-->

Wali Anak tidak Syar'i

Oleh Prof. Dr. Tgk. H. Muslim Ibrahim, MA
Pertanyaan
Assalamualaikm wr wb.
Ustad yang mulia.
Tampaknya di zaman globalisasi sekarang ini banyak terjadi pernikahan di Kantor Urusan Agama (KUA), pasangan yang sudah mengandung (hamil). KUA tersebut tidak mengetahui hal demikian itu. Lebih kurang 8-9 bulan, lahirlah anak itu.

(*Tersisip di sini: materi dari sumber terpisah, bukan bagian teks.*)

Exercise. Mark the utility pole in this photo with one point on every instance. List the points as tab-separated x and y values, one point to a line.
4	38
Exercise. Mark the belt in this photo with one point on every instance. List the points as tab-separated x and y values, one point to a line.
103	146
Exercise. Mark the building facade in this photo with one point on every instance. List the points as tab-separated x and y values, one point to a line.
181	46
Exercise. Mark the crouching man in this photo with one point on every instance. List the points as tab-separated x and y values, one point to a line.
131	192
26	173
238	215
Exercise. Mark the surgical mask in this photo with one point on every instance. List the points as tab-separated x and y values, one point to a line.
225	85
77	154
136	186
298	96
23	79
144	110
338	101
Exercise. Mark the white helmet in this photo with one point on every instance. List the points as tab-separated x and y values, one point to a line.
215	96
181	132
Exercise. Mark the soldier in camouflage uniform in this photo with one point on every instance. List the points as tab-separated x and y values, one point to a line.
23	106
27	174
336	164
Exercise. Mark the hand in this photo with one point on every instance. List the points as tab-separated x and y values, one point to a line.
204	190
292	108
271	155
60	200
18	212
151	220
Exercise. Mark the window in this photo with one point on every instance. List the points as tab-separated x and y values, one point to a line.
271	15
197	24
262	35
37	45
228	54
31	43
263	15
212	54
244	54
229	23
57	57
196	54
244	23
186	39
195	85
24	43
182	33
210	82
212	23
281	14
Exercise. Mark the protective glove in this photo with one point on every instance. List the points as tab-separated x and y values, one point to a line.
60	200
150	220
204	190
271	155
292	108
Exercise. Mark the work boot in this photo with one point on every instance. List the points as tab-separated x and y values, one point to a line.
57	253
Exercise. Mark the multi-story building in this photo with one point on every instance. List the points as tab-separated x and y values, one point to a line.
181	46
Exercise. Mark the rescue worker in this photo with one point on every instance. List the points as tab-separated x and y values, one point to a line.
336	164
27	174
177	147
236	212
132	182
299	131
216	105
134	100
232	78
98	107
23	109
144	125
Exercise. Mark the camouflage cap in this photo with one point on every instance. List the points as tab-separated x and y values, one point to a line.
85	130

Yang menjadi pertanyaan adalah, siapakah yang berhak menjadi wali anak yang lahir dari hasil pernikahan tadi jika anak itu perempuan? Sebesar apakah dosanya keuchik dan imum ke dua belah pihak, bila mereka sudah mengetahui keadaan masa pernikahan dulu, si perempuan sudah hamil?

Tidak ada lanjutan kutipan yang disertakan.